The Sky Sage: Before the chapter begins, I just want to say something that I've alluded to in the first chapter's comment. I said that this was not the original. This is actually a rewrite of the first draft I did of this story. How is this important now? Well, you might not know this, but some of these parts in the first draft were very different. The details and main plot points remain the same, but I have worked in a new depth that wasn't there originally as I was getting used to Megumi herself.

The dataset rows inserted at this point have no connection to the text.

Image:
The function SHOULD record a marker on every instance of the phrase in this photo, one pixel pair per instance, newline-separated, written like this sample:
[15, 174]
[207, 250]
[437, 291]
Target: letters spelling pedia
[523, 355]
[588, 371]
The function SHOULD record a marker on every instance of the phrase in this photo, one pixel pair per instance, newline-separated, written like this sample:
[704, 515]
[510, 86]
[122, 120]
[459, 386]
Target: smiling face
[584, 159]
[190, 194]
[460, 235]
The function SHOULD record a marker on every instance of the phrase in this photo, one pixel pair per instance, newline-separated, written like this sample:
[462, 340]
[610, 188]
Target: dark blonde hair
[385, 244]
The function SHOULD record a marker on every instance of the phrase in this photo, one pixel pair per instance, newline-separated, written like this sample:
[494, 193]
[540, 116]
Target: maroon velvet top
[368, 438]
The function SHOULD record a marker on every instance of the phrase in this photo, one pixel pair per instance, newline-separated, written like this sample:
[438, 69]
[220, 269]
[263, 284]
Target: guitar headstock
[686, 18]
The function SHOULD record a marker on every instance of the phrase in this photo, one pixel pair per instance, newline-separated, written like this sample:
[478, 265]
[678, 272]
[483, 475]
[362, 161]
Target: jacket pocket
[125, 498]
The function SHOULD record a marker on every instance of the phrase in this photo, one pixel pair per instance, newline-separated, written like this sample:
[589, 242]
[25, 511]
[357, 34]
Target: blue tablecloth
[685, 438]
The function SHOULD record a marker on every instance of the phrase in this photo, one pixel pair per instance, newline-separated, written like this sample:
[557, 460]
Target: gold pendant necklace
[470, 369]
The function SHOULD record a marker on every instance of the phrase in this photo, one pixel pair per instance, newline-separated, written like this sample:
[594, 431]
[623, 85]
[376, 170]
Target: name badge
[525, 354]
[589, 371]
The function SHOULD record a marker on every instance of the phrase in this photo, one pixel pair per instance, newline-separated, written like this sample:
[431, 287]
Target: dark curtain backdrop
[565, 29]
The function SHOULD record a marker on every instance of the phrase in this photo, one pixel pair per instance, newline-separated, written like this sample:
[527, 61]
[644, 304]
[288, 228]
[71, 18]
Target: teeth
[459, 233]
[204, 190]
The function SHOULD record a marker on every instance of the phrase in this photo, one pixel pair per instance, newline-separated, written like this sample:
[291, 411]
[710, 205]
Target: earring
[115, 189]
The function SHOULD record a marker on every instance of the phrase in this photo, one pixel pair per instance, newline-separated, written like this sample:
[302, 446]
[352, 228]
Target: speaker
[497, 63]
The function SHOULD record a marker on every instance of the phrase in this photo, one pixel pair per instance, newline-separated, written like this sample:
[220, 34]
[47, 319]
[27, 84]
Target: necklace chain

So, as a small anecdote, originally, Megumi was supposed to be a lot more active in this part. She was going to participate in Stardust Shootout. Now? She doesn't. Why? You're about to find out.

Disclaimer: I don't own Yu-Gi-Oh.


The Butterfly Effect

Chapter XII: Stardust Shootout

I was a coward. I was a liar. Didn't matter how much I was doing to save the group's lives. Didn't matter how much I was doing to potentially protect them from threats. I was a liar and an overconfident person for even thinking that I was, somehow, capable of doing this. Reading or watching the events that were unfolding before me did not equal living them, and I was honestly stupid for thinking that, because five to six teenagers could deal with this, I could join without a problem. That because I was Honda Hiroto's sister, I had a chance at protecting him.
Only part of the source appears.